Purchase, Friends of The Costume Institute Gifts, 2005
Not on view
This magnificent pair of evening slippers is completely overembroidered in colored seed beads in a pattern that depicts Paul Poiret on one foot and Denise Poiret on the other. They are shown creating a sensation as they enter a crowded ball. Unlike these slippers, which can be best appreciated by close examination, many of Poiret's ensembles were conceived with the graphic boldness of stage costumes. His preference for high color and dramatic, if simple, shapes was appropriate for the world of the paparazzi and the red carpet. This performative role of his fashions is captured in the images of the social couple gliding through the glittering precincts of elite society. The shoes, by the great cobbler Andre Perugia, are, except for one exaggerated detail, in the style of a simple pump. An attenuated tongue evokes historical prototypes from the court of Louis XIV. While Perugia appears to have collaborated with Poiret on occasion, the couturier's most famous innovation in footwear was his endorsement, and Denise Poiret's practice, of wearing boots. Constantly asked to make pronouncements on fashion, the designer, when he spoke of footwear, at one point famously advocated hose colored to match the skirt, with the shoe an accent to the ensemble.
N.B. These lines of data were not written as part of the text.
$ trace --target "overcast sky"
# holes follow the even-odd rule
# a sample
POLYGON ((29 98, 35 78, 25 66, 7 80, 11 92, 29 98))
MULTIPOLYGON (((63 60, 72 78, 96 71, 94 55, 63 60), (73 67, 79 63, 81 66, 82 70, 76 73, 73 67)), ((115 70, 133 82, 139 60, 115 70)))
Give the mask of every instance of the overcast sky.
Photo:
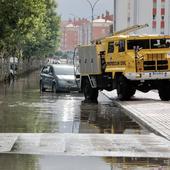
MULTIPOLYGON (((89 0, 92 4, 96 0, 89 0)), ((91 19, 91 7, 87 0, 57 0, 58 14, 62 19, 80 17, 91 19)), ((113 0, 100 0, 94 8, 94 17, 108 10, 113 14, 113 0)))

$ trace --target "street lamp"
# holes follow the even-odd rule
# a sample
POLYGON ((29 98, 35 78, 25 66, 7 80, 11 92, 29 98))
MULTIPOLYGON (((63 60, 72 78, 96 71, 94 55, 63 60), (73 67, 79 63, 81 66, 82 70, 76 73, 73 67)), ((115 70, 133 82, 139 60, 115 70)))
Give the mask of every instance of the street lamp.
POLYGON ((96 0, 94 4, 92 4, 89 0, 86 0, 91 7, 91 41, 93 40, 93 20, 94 20, 94 8, 100 0, 96 0))
POLYGON ((117 0, 114 0, 114 20, 113 20, 113 31, 116 32, 116 7, 117 7, 117 0))

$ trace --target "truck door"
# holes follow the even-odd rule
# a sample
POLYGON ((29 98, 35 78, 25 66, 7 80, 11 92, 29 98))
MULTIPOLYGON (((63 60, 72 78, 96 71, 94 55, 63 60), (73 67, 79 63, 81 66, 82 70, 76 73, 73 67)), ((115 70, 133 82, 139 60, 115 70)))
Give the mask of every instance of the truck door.
POLYGON ((125 40, 119 40, 117 42, 117 59, 118 59, 118 64, 120 67, 125 67, 126 64, 126 57, 125 57, 125 40))
POLYGON ((109 67, 111 67, 112 63, 113 63, 114 51, 115 51, 114 41, 108 42, 106 63, 107 63, 107 66, 109 66, 109 67))

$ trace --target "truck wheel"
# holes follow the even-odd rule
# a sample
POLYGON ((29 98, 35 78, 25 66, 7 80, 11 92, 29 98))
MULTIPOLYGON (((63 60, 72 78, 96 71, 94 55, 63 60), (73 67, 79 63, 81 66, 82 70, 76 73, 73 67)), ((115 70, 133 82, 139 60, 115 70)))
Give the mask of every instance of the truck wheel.
POLYGON ((136 92, 136 89, 130 84, 123 75, 117 80, 117 95, 119 100, 129 100, 136 92))
POLYGON ((87 101, 97 101, 98 89, 92 88, 90 82, 86 79, 84 82, 84 97, 87 101))
POLYGON ((162 85, 158 91, 159 91, 159 97, 161 100, 163 101, 170 100, 170 84, 169 83, 167 85, 162 85))
POLYGON ((136 93, 136 89, 133 88, 133 87, 131 87, 131 89, 129 89, 129 95, 130 95, 130 97, 134 96, 135 93, 136 93))

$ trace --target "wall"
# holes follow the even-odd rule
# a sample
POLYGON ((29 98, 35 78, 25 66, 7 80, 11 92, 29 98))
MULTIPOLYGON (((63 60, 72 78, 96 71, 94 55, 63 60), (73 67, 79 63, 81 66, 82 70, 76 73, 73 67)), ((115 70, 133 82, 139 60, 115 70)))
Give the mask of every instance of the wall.
MULTIPOLYGON (((32 58, 31 60, 18 60, 17 66, 17 76, 20 76, 24 73, 28 73, 34 71, 36 69, 41 68, 46 63, 45 59, 36 59, 32 58)), ((0 58, 0 81, 8 81, 10 75, 10 63, 9 59, 2 59, 0 58)))

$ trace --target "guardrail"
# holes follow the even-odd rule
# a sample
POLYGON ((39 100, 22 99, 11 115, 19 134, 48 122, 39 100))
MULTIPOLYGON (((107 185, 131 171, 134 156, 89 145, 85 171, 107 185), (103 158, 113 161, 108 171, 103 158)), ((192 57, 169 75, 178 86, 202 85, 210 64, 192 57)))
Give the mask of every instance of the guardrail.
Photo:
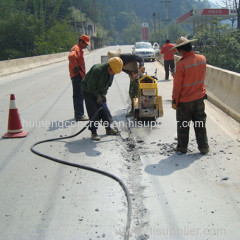
POLYGON ((0 77, 64 61, 69 52, 0 61, 0 77))
MULTIPOLYGON (((163 64, 161 55, 157 60, 163 64)), ((240 74, 207 64, 205 84, 208 100, 240 122, 240 74)))
MULTIPOLYGON (((84 54, 88 49, 84 49, 84 54)), ((0 77, 13 73, 23 72, 33 68, 65 61, 68 59, 69 52, 54 53, 48 55, 18 58, 6 61, 0 61, 0 77)))

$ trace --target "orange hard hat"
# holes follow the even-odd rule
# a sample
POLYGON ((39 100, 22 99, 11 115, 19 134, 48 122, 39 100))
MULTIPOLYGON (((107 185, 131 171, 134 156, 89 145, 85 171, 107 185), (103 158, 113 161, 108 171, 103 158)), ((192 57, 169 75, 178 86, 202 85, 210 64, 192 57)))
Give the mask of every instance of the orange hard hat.
POLYGON ((82 35, 80 36, 79 40, 84 41, 87 45, 91 45, 91 44, 90 44, 90 37, 87 36, 87 35, 85 35, 85 34, 82 34, 82 35))

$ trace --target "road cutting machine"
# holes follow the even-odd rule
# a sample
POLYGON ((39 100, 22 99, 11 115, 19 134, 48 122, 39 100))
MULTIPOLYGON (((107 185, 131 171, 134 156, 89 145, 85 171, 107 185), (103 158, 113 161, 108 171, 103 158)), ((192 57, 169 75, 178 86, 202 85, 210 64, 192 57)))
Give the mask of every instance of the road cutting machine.
POLYGON ((158 95, 156 72, 155 76, 143 75, 138 82, 138 97, 133 99, 134 118, 152 120, 162 117, 162 96, 158 95))

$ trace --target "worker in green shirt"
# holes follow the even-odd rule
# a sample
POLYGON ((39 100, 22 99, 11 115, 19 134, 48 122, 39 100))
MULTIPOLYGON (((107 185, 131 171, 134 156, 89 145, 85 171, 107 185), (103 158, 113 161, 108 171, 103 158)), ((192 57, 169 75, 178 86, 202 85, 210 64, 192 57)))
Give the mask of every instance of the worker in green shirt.
POLYGON ((89 119, 92 121, 89 125, 91 138, 99 141, 97 134, 98 122, 102 120, 106 128, 106 134, 116 135, 117 130, 110 127, 110 119, 107 111, 103 108, 95 119, 92 119, 94 113, 106 102, 108 88, 112 85, 113 77, 122 71, 123 61, 119 57, 109 59, 108 63, 95 64, 87 72, 82 82, 85 105, 89 119))

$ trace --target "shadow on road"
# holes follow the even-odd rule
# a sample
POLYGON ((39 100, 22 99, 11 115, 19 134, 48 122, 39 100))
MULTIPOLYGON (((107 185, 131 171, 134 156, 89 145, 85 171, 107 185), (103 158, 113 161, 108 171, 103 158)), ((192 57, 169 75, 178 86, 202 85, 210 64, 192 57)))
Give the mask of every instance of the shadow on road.
POLYGON ((199 160, 201 157, 203 157, 203 155, 200 153, 187 155, 173 154, 172 156, 161 160, 158 164, 146 166, 145 172, 156 176, 167 176, 175 171, 189 167, 194 161, 199 160))
POLYGON ((169 80, 166 80, 166 79, 163 79, 163 80, 157 80, 157 82, 170 82, 172 81, 172 79, 169 79, 169 80))
POLYGON ((66 142, 65 147, 73 154, 85 153, 87 156, 96 157, 102 154, 100 151, 95 149, 97 148, 97 144, 104 144, 110 141, 111 140, 104 141, 102 138, 99 142, 92 141, 91 139, 78 139, 66 142))
MULTIPOLYGON (((83 123, 83 122, 81 122, 83 123)), ((85 124, 87 122, 84 122, 85 124)), ((74 118, 68 119, 68 120, 64 120, 64 121, 50 121, 49 127, 47 131, 55 131, 58 129, 66 129, 70 126, 77 126, 79 125, 78 122, 75 121, 74 118)))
But while that was only a phase, his preference for pairing boots with tailored ensembles, particularly of shorter lengths, continued from the early teens until the close of his couture house in 1929. The bottier Favereau created a pair of white calf-height boots for Denise Poiret in 1913, which she continued to wear for decades, generally crushed down around her ankles. Photographs of Poiret's house mannequins sporting his designs from 1919 to 1929 show them wearing shoes of generic simplicity. Even in footwear, it appears that Denise Poiret, once more, was the one who inspired some of Paul Poiret's greater flights of fancy.